Two primary studies regarding the clinical effectiveness of pegylated interferon alfa 2a therapy in patients with myeloproliferative disorders were included in this report. No economic evaluations regarding the cost-effectiveness of pegylated interferon alfa 2a therapy in this population were identified. Overall, the body of evidence was limited in quantity and was moderate in quality.

The identified literature revealed varied conclusions regarding the clinical effectiveness of pegylated interferon alfa 2a therapy in patients with myeloproliferative disorders depending on the specific population, comparator treatment, and assessed outcome. Specifically, for patients with chronic-phase chronic myeloid leukemia included in the randomized controlled trial, there were no significant differences in complete hematologic or cytogenetic response amongst four treatment groups (i.e., imatinib plus pegylated interferon alfa 2a, imatinib plus cytarabine, imatinib 400 mg, imatinib 600 mg). Imatinib plus pegylated interferon alfa 2a resulted in significantly greater rates of major and superior molecular response, but also significantly higher rates of grade 3-4 neutropenia and thrombocytopenia, compared to imatinib 400 mg monotherapy. Information on survival outcomes was not reported in this randomized controlled trial.

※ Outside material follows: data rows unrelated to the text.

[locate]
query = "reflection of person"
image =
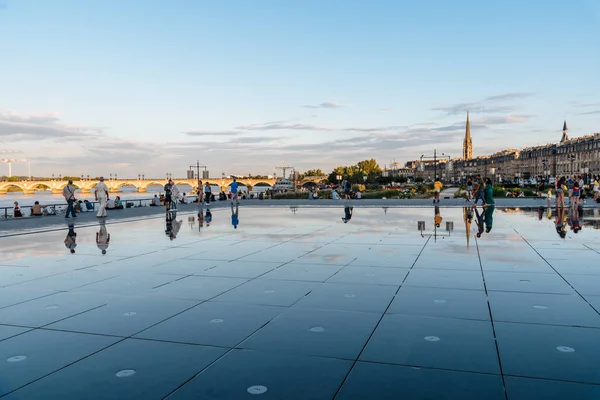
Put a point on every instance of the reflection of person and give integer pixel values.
(489, 217)
(489, 192)
(101, 195)
(234, 216)
(168, 199)
(559, 223)
(233, 188)
(174, 194)
(347, 214)
(169, 225)
(16, 210)
(200, 219)
(479, 221)
(437, 219)
(207, 193)
(71, 239)
(437, 188)
(575, 221)
(102, 238)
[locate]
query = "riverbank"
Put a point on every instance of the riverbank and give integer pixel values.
(31, 224)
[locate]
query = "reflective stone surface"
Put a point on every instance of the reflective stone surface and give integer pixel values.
(296, 304)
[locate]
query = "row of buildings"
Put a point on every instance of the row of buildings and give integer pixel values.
(578, 156)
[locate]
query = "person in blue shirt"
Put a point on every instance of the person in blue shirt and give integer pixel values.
(347, 214)
(235, 220)
(207, 193)
(167, 188)
(489, 192)
(234, 187)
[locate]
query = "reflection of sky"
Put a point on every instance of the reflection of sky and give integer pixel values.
(126, 193)
(370, 227)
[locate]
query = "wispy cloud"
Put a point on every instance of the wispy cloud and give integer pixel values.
(488, 104)
(213, 133)
(274, 126)
(19, 127)
(509, 96)
(590, 113)
(327, 104)
(255, 139)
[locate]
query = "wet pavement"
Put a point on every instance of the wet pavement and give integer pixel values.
(305, 303)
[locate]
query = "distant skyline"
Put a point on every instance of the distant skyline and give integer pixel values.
(149, 87)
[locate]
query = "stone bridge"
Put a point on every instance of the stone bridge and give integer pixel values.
(29, 187)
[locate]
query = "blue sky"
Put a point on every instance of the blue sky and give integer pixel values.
(98, 87)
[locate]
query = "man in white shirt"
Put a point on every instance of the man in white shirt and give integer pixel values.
(101, 195)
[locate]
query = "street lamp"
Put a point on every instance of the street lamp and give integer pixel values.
(545, 165)
(572, 158)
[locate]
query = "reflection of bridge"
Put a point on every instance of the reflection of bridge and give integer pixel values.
(29, 187)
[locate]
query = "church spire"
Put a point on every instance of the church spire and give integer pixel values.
(565, 136)
(467, 144)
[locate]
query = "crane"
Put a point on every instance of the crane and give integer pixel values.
(284, 168)
(9, 161)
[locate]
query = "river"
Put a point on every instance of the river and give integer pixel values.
(126, 193)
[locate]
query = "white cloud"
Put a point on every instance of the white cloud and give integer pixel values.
(327, 104)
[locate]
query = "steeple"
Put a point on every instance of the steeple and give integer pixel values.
(467, 144)
(565, 133)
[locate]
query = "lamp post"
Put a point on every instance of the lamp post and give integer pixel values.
(572, 158)
(545, 165)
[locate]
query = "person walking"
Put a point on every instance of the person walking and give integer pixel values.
(101, 195)
(575, 194)
(234, 188)
(174, 194)
(69, 195)
(479, 190)
(560, 191)
(207, 193)
(469, 195)
(347, 189)
(489, 192)
(437, 188)
(102, 238)
(168, 196)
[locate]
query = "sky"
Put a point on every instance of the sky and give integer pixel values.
(150, 87)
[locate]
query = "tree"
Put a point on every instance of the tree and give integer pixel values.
(332, 177)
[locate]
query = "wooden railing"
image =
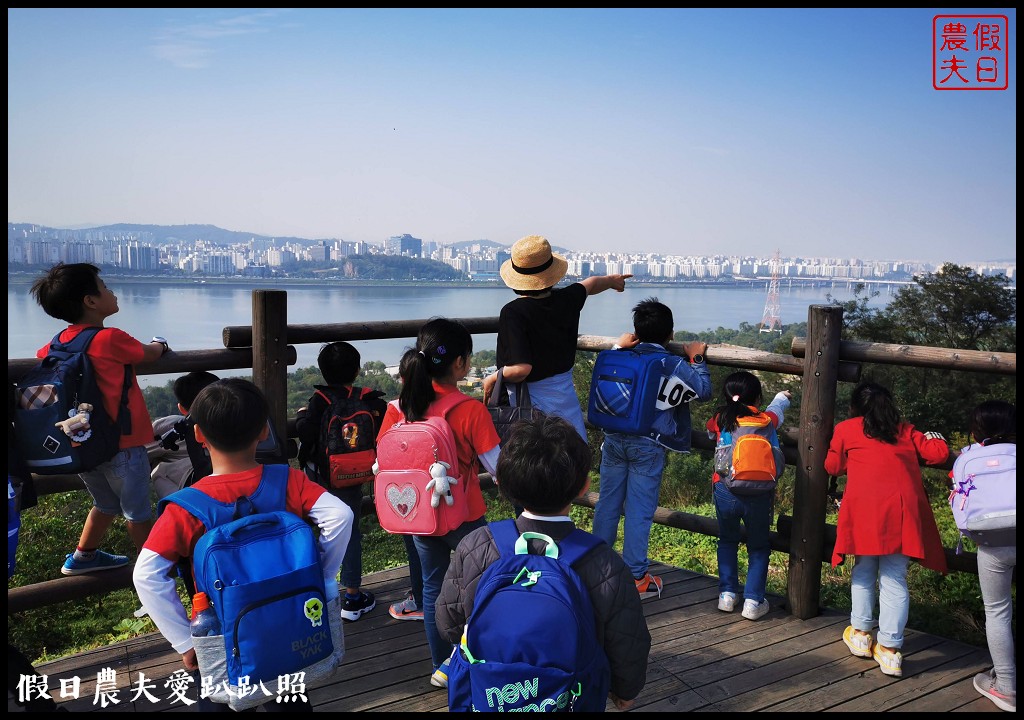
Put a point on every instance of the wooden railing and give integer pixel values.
(821, 361)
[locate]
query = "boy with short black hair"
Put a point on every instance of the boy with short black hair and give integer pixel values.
(179, 459)
(75, 293)
(339, 364)
(632, 465)
(230, 419)
(544, 466)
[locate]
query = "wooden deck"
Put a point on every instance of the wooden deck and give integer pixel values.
(700, 660)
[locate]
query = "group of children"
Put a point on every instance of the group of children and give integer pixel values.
(885, 520)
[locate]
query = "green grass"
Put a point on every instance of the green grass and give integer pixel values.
(946, 605)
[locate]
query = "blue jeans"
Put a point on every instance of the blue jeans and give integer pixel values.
(435, 556)
(415, 570)
(755, 511)
(894, 598)
(995, 570)
(122, 484)
(631, 478)
(351, 564)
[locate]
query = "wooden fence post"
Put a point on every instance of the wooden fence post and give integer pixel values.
(817, 414)
(270, 352)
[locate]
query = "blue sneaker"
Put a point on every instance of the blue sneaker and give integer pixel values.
(102, 561)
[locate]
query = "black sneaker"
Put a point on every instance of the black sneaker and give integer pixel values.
(352, 607)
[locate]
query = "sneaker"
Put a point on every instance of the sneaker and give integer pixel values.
(353, 607)
(648, 586)
(985, 684)
(439, 678)
(406, 609)
(755, 610)
(890, 662)
(102, 561)
(859, 643)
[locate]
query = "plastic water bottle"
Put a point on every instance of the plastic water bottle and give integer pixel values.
(204, 617)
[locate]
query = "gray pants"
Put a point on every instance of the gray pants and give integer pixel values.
(995, 569)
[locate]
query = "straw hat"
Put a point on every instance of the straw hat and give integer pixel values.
(532, 265)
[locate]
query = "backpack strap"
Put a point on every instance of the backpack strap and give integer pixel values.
(268, 496)
(570, 549)
(80, 343)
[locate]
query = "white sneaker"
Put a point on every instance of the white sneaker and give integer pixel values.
(755, 610)
(727, 601)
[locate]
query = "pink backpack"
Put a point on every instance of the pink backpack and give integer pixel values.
(418, 489)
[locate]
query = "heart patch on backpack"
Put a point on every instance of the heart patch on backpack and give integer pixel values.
(401, 500)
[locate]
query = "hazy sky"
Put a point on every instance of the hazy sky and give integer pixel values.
(814, 132)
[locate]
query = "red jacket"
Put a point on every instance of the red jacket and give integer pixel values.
(885, 508)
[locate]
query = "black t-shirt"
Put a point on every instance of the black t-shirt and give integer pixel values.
(542, 331)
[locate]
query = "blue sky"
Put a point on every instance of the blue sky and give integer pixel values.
(815, 132)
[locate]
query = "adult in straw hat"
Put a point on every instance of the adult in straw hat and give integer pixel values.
(538, 331)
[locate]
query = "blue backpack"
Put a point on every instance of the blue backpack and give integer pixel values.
(259, 564)
(530, 643)
(630, 385)
(55, 390)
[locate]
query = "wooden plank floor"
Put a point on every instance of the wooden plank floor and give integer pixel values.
(700, 660)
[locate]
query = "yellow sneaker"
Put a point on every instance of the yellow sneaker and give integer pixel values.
(891, 663)
(858, 642)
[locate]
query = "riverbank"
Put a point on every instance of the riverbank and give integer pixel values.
(26, 279)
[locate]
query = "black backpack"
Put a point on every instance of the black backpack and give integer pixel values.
(51, 401)
(346, 447)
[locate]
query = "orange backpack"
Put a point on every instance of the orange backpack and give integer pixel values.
(749, 460)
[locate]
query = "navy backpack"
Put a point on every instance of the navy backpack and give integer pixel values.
(530, 643)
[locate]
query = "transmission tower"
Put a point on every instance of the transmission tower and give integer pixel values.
(770, 322)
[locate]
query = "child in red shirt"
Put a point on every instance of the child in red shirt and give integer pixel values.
(885, 519)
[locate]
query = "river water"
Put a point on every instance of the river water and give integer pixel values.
(192, 315)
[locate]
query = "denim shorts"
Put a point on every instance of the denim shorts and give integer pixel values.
(121, 485)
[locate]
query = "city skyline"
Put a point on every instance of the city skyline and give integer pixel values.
(215, 251)
(737, 131)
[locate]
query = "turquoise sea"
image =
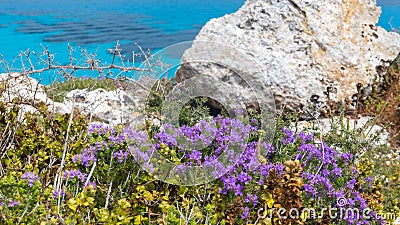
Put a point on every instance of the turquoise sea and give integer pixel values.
(96, 25)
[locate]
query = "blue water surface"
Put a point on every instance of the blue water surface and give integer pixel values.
(96, 25)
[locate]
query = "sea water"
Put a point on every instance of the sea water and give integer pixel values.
(96, 25)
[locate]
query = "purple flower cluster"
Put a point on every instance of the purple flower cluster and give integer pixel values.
(224, 148)
(30, 177)
(71, 174)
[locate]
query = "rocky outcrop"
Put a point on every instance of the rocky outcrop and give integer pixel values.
(111, 107)
(303, 48)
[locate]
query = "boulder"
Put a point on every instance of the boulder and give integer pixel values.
(27, 89)
(111, 107)
(304, 49)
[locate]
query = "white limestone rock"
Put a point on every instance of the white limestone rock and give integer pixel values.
(301, 47)
(112, 107)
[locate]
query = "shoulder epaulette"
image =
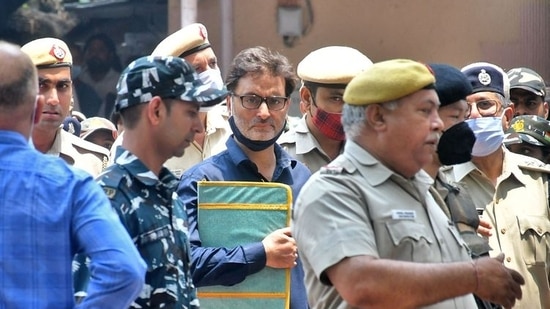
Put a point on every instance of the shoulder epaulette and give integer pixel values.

In patients with polycythemia vera and myelofibrosis included in the non-randomized study, no significant differences in partial or complete response were detected amongst the three treatment groups (i.e., pegylated interferon alfa 2a, ruxolitinib, hydroxyurea ± anagrelide). However, in patients with essential thrombocythemia included in the non-randomized study, pegylated interferon alfa 2a resulted in significantly greater rates of complete response compared to ruxolitinib and hydroxyurea ± anagrelide. In the total cohort of patients with polycythemia vera, myelofibrosis, and essential thrombocythemia, pegylated interferon alfa 2a and hydroxyurea ± anagrelide resulted in significantly less improvement in quality of life compared to ruxolitinib. In the total cohort of patients, grade 1-2 adverse events were seen in 62%, 44%, and 20%, and grade 3-4 adverse events were seen in 7%, 0%, and 9% of participants receiving pegylated interferon alfa 2a, hydroxyurea ± anagrelide, and ruxolitinib, respectively (statistical analysis not reported).

Statistical tests in the randomized controlled trial and non-randomized study were mainly conducted for differences across all treatment groups, with additional post hoc tests to determine between-group differences for only select outcomes. Furthermore, the small sample size (N = 125) in the non-randomized study should also be taken into consideration when interpreting these results.5 Additionally, since the sample populations consisted of patients living in France and Hong Kong, these findings may not be generalizable to the Canadian setting.